Der Bub war vielleicht zehn Jahre alt, doch sein Stolz war nicht zu übersehen. „Wenn Du kein Moslem bist,“ stellte er sich mir am vergangenen Donnerstag selbstbewusst in den Weg, „darfst Du hier nicht hinein“.
Hier, das ist der Platz vor dem Felsendom am Tempelberg in Jerusalem, ein gläubigen Juden wie gläubigen Muslimen ganz enorm heiliger Ort. Die Lage dort ist derzeit einigermaßen heikel, seit vor wenigen Wochen eine Welle von Terroranschlägen gegen Juden in der Hauptstadt Israels einige Menschenleben gekostet hat; schon ist von einer „Jerusalemer Intifada“ die Rede. Dementsprechend massiv wird der Tempelberg von den israelischen Sicherheitskräften geschützt – an jeder Ecke schaut man in den Lauf eines Gewehres, eine eher gewöhnungsbedürftige Sache.
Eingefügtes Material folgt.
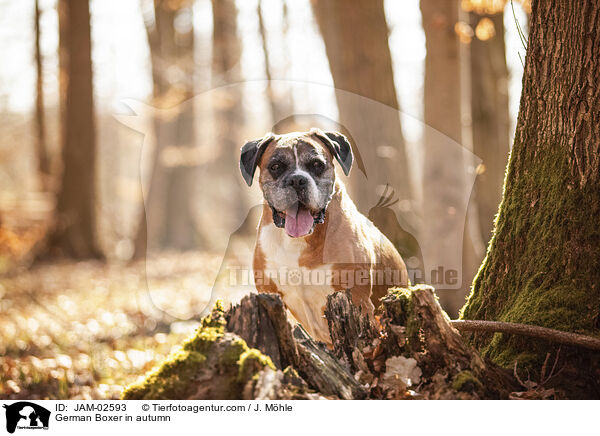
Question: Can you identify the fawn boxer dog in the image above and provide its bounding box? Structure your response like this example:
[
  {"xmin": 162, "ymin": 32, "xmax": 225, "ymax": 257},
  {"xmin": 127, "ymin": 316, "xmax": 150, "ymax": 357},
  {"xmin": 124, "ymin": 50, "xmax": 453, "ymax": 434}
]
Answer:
[{"xmin": 240, "ymin": 129, "xmax": 408, "ymax": 343}]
Dass mir das arabische Kind den Zutritt zum Felsendom – der zwar so heißt, aber eine Moschee ist – nicht nur verwehrte, sondern so sichtlich stolz verwehrte, ist zwar eine mäßig bedeutende Anekdote aus einer an wesentlich härteren Geschichten nicht armen Gegend, wirft aber eine interessante Frage auf.
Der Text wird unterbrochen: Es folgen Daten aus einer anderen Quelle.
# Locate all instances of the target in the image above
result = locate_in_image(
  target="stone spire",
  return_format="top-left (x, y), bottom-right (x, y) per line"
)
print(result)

Denn der Knabe hatte ja irgendwie recht: Nichtmuslimen wird das Betreten von Felsendom und der benachbarten Al-Aksa-Moschee von den Gläubigen verwehrt, und zwar nicht nur etwa während der Gebetsstunden, sondern ganz grundsätzlich; würde man es trotzdem probieren, wären wohl gröbere Ärgernisse die Folge.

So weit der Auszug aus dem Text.